Der im Buch beschriebene Garten ist für Zola die Metapher für einen Ort, an dem mittels einer Mauer die beklemmende Enge des Alltags, das einengende Gerüst aus Regeln und Verboten überwunden wird; ein Ort des Rückzugs, der Reflexion und des Aufbruchs. Aber wie können solch kraftvolle Orte wie dieser entstehen?

Der Geist eines Ortes

Viele von uns kennen solch unverkennbare Orte. Sei es nun eine lauschige Nische in einer Parkanlage, ein einzigartiges Gebäude, das man betritt, oder ein verwunschener und mystischer Innenhof. An diesen Orten befindet sich alles an der richtigen Stelle. Nichts könnte entfernt werden, ohne das ausgewogene Gesamtbild zu gefährden. Alles neu Hinzugefügte müsste sich bedacht in den Dienst des Gesamtkonzeptes stellen. Es ist dieser «Geist des Ortes», der unerklärbar und doch so drängend erscheint. Auch viele Gärten verfügen über diese Eigenschaften.

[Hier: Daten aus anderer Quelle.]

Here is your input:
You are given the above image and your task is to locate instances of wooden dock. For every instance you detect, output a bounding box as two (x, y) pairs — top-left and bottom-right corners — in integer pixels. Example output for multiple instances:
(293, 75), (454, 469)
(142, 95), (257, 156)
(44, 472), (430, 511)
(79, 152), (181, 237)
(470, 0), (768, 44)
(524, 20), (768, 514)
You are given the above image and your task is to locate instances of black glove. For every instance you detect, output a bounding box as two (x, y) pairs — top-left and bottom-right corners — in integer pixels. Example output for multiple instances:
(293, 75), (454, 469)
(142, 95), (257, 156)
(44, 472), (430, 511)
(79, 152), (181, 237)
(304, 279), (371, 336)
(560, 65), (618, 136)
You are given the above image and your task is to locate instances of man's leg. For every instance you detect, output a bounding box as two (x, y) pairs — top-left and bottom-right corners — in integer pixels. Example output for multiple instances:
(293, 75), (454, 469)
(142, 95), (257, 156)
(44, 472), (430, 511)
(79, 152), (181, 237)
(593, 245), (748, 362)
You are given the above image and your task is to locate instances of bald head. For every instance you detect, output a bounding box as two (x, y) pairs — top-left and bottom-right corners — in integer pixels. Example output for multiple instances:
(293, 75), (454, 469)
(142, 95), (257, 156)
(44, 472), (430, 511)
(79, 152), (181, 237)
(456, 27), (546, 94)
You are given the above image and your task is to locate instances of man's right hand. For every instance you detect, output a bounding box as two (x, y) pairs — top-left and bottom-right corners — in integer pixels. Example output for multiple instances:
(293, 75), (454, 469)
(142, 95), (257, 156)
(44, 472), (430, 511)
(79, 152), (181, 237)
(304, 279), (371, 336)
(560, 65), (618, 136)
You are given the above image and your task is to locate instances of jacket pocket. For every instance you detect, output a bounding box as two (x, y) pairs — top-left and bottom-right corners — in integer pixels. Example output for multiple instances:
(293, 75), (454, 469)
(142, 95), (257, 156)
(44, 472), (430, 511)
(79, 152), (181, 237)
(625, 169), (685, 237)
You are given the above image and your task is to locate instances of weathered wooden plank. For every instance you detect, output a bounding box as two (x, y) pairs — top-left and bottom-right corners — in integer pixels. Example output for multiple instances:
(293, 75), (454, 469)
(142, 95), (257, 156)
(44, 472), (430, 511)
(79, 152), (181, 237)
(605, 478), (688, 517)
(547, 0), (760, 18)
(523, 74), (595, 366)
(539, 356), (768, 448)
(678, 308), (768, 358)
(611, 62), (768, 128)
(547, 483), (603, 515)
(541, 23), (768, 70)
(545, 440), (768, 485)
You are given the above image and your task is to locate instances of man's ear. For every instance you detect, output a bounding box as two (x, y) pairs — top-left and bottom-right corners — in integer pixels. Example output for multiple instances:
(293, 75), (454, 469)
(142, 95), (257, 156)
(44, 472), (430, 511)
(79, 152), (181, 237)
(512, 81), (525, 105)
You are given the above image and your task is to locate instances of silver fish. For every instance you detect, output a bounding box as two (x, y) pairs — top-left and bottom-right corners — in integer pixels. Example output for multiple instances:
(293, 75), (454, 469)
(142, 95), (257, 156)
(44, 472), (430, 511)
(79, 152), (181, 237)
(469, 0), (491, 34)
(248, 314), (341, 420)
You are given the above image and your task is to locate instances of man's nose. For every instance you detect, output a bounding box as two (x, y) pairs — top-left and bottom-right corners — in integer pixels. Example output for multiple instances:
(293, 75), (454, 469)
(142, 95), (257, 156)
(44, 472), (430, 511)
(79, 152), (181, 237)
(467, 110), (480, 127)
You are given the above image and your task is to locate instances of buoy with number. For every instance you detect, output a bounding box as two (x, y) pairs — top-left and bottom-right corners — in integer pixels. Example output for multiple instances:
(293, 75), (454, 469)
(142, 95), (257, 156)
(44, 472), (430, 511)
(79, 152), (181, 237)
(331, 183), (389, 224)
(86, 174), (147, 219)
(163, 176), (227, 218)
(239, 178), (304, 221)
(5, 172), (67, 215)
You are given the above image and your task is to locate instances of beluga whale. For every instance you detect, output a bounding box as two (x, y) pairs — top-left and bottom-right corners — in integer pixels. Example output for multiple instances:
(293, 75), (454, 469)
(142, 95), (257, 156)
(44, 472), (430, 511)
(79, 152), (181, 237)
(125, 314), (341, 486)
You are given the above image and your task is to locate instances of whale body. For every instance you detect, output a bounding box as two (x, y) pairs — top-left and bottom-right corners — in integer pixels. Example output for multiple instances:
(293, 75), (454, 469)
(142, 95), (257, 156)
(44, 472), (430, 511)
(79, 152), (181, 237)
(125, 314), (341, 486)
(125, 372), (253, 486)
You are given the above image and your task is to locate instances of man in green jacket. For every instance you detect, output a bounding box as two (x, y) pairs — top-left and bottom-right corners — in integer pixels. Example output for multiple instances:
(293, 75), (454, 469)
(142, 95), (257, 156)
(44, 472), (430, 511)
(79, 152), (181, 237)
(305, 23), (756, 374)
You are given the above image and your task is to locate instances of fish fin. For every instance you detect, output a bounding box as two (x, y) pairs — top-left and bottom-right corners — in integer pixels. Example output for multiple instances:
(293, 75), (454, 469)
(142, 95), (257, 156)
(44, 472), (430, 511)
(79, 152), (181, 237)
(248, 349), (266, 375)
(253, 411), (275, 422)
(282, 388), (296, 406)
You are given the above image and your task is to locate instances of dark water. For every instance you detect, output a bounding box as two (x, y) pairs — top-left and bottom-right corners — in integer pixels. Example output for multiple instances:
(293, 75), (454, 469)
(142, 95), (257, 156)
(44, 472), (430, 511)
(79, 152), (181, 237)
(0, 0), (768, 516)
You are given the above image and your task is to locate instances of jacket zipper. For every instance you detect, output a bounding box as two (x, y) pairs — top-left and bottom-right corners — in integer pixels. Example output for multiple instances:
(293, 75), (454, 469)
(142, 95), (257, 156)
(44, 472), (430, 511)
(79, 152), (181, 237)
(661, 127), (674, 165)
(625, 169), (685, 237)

Im Gegensatz zu einem neu erstellten Gebäude darf sich eine neu angelegte Gartenanlage erst noch entwickeln und entfalten. Ein Garten wächst beständig und wird nicht baufällig wie ein Haus, sondern sollte im Laufe der Zeit immer schöner und üppiger werden.

Kann man eine solch unvergleichbare Atmosphäre, wie sie Émile Zola beschreibt, miteinplanen? Oder stellt sich eine derartige Ausstrahlung von selbst ein? Entsteht ein aussergewöhnlicher Ort, ein Genius Loci, ohne Zutun von aussen?

Das lateinische Wort Genius Loci hat seinen Ursprung im römischen Glauben respektive in der römischen Antike. Damals hiess es, dass Menschen und Orte ihren «Genius» haben, was so viel wie Schutzgeist bedeutet. Der Ort wurde in der römischen Mythologie als etwas Heiliges verehrt und mit einer bestimmten Spiritualität gleichgesetzt. Ein Blick in die Geschichte zeigt, dass Orte öfter mit etwas Heiligem gleichgestellt wurden, es gab die «heiligen Orte». In ähnlichem Kontext spricht man heute eher von Kraftorten. Solche Kraftquellen können eindrückliche Felsformationen sein, markante Bäume oder dichte Wälder, ein beruhigendes Gewässer oder eben die Atmosphäre einer bestimmten räumlichen Konstellation.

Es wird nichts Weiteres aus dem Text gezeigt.